DI SERGIO CESARATTO
ilmanifesto.it
Nel clima di sospensione di ogni democrazia sostanziale nel paese, giovedì il Senato ha ratificato il cosiddetto fiscal compact con la medesima (vergognosa) maggioranza bulgara che aveva approvato l’inscrizione del pareggio di bilancio in Costituzione. Ora la parola passa alla Camera. Non sembra che, con l’eccezione de il manifesto, gli organi di informazione abbiano cercato di spiegare ai cittadini cosa fosse in ballo, e pour cause.Il fiscal compact, concordato lo scorso marzo dall’Unione europea, con l’eccezione del Regno Unito, prevede una serie di misure fiscali vincolanti: a) pareggio di bilancio (oltre alla menzionata iscrizione in Costituzione) con l’obbligo di meccanismi automatici di riequilibrio, come l’aumento automatico dell’Iva; b) l’obbligo per i Paesi con un debito pubblico superiore al 60% del Pil di rientrare entro tale soglia in 20 anni ad un ritmo pari a un ventesimo all’anno, come già definito nel precedente Accordo di Stabilità e Crescita (sic), «six-pack», entrato in vigore a fine 2011; c) misure di sorveglianza e punitive in caso di inadempienza. L’adesione al fiscal compact è necessaria per poter accedere ai fondi Mes (Meccanismo europeo di stabilità) la cui inutilità, nella forma attuale, per abbattere i famosi spread è stata ricordata da Pastrello ieri. Disattendendo le promesse elettorali, a cui solo gli ingenui hanno creduto, anche Hollande si appresta ad approvare il fiscal compact.

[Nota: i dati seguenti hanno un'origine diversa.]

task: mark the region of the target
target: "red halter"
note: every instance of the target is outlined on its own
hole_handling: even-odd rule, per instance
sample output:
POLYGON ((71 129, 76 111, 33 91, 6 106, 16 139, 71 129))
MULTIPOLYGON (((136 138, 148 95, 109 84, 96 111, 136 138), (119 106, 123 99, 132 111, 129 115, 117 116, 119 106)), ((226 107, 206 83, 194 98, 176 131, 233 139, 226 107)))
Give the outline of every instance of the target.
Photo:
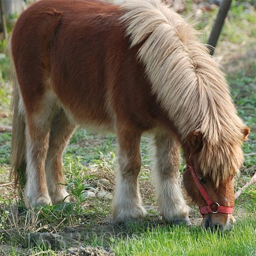
POLYGON ((199 191, 207 203, 207 206, 201 206, 199 207, 200 213, 202 215, 203 214, 207 214, 208 213, 218 213, 232 214, 233 213, 233 208, 222 206, 222 205, 220 205, 217 202, 213 202, 209 197, 207 192, 204 186, 200 183, 200 182, 198 180, 193 167, 191 166, 187 165, 187 168, 189 169, 193 179, 194 179, 195 182, 196 183, 199 191), (217 206, 217 210, 216 211, 213 211, 211 207, 212 205, 214 204, 217 206))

Alla luce del rapido deterioramento delle prospettive economiche e occupazionali del paese causate dalle politiche di austerità, gli effetti devastanti che la pervicace applicazione dei diktat europei sono sotto gli occhi di tutti, senza che, grottescamente, gli obiettivi di bilancio vengano peraltro raggiunti. Il Fondo monetario internazionale prevede, infatti, lo sforamento degli obiettivi di disavanzo, l’aumento del rapporto debito/Pil, tutto questo in un’economia in recessione che sta arretrando di decenni a vista d’occhio. L’operazione di Monti basata sull’idea che a colpi di manovre fiscali il paese potesse recuperare «credibilità», diminuire gli spread e ritornare su un sentiero di crescita si è rivelata fallimentare. Del resto questa era la politica, per dirne una, adottata dal Presidente de la Rua prima del fallimento di quel paese (le cronache del 2001 ci narrano che dovette fuggire in elicottero dal paese per evitare il linciaggio).

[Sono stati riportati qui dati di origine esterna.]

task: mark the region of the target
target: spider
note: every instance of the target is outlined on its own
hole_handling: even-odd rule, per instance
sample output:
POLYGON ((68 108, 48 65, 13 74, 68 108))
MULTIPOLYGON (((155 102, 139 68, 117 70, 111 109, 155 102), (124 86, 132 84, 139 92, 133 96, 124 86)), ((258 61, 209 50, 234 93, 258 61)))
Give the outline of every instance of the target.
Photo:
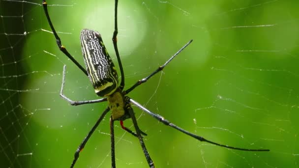
POLYGON ((147 136, 147 134, 142 131, 137 124, 133 109, 131 105, 133 104, 141 109, 144 112, 150 115, 158 121, 162 122, 166 125, 170 126, 179 131, 191 136, 201 141, 205 141, 217 146, 222 146, 227 148, 236 150, 244 150, 247 151, 269 151, 269 149, 249 149, 241 148, 233 146, 228 146, 221 144, 209 140, 207 140, 202 137, 191 133, 170 122, 169 121, 164 118, 163 116, 153 113, 149 110, 146 109, 142 105, 130 98, 127 94, 134 90, 139 85, 146 82, 151 77, 162 71, 163 68, 185 49, 192 42, 191 40, 183 46, 177 52, 170 58, 169 58, 164 64, 159 66, 158 68, 146 78, 137 81, 133 86, 126 90, 123 90, 124 87, 124 75, 123 69, 120 60, 120 57, 117 45, 117 36, 118 35, 118 0, 115 0, 115 29, 112 37, 112 41, 116 55, 117 57, 119 66, 120 71, 121 80, 119 86, 118 76, 117 72, 112 60, 109 56, 104 43, 102 40, 100 34, 97 31, 89 29, 84 29, 80 33, 80 38, 83 57, 87 69, 83 68, 74 57, 68 53, 66 49, 61 45, 61 40, 59 37, 53 25, 51 22, 47 9, 47 3, 46 0, 43 0, 43 6, 49 25, 50 25, 52 32, 56 39, 57 45, 60 49, 82 71, 86 76, 88 76, 91 82, 95 93, 99 96, 105 97, 104 98, 92 100, 81 101, 73 101, 68 98, 63 93, 63 88, 64 86, 65 78, 66 65, 63 66, 63 71, 62 75, 62 82, 60 92, 60 96, 62 98, 69 102, 73 106, 78 106, 86 104, 91 104, 108 101, 108 106, 101 114, 99 118, 93 126, 91 129, 87 134, 87 136, 83 140, 81 143, 79 145, 76 151, 74 159, 71 163, 71 168, 73 168, 77 160, 79 158, 79 153, 82 150, 86 143, 90 138, 90 136, 94 132, 95 129, 100 124, 103 118, 107 114, 108 112, 111 110, 111 115, 110 116, 110 138, 111 145, 111 167, 116 168, 115 163, 115 141, 114 141, 114 121, 116 120, 120 121, 121 128, 138 138, 141 147, 144 153, 145 156, 150 168, 154 168, 153 162, 151 160, 146 145, 143 141, 143 136, 147 136), (123 121, 131 118, 133 124, 135 129, 134 132, 125 127, 123 125, 123 121))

La questione è che il nostro paese non ha davanti solo uno scontro in sede europea con una Germania chiusa a ogni soluzione ragionevole e possibile della crisi e che sta trascinando il proprio popolo su posizioni a un passo dalla xenofobia. L’altro scontro è con i disegni di restaurazione liberista di Mario Monti, e di chi lo asseconda. In fondo in Europa si accetta quello che si decide di accettare (e chi accetta è connivente). Se egli è tornato dallo scorso vertice col biblico piatto di lenticchie, come prontamente abbiamo denunciato su queste colonne, si vede che in fondo così gli andava bene. Così si è permesso un farneticante attacco alla concertazione (altro che imitazione del modello partecipato tedesco!), la manovra ammazza-sanità, ulteriore capitolo di una manovra infinita.

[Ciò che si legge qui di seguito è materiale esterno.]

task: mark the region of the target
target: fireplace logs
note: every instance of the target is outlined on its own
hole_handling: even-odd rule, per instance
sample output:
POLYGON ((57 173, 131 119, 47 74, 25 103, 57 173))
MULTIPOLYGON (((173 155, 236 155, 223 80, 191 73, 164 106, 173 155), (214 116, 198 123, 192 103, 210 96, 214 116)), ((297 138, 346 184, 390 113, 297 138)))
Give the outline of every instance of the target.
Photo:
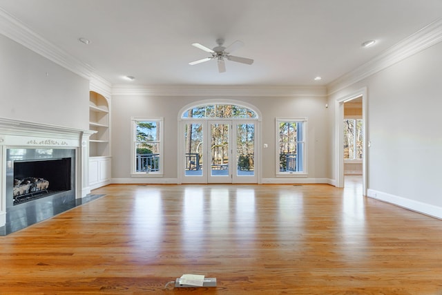
POLYGON ((48 193, 49 182, 41 178, 14 178, 14 204, 32 199, 35 195, 48 193))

Sindacato e stato sociale sono per Monti e per chi lo appoggia le cause di fondo della crisi italiana. Eppure armi di contrattazione l’Italia ne avrebbe. Così suggeriva giovedì uno studio di Merril Lynch per il quale l’Italia sarebbe nelle condizioni di uscire dall’euro e di avvantaggiarsene – a differenza della Spagna, incapace di navigare da sola, e della Germania che avrebbe tutto da perdere dalla rinnovata sfida industriale italiana.
Però a una minaccia si deve credere: cara Germania, o cambi politiche, oppure piuttosto che una rottura catastrofica dell’euro verso cui le politiche attuali non possono non portare, meglio un’uscita ordinata dell’Italia, meglio anche per voi. Si è sinora sostenuto che di una fuoriuscita italiana non si potesse parlare, pena la turbativa dei mercati. Temiamo che a questo punto la turbativa ai mercati provenga dalle politiche di austerità, termine ormai troppo blando perché vedremo il paese impoverirsi a vista d’occhio, e non dall’apertura di un dibattito democratico in cui al paese si dica la finalmente verità e lo si chiami a scegliere.
Dov’è una sinistra all’altezza di tale sfida?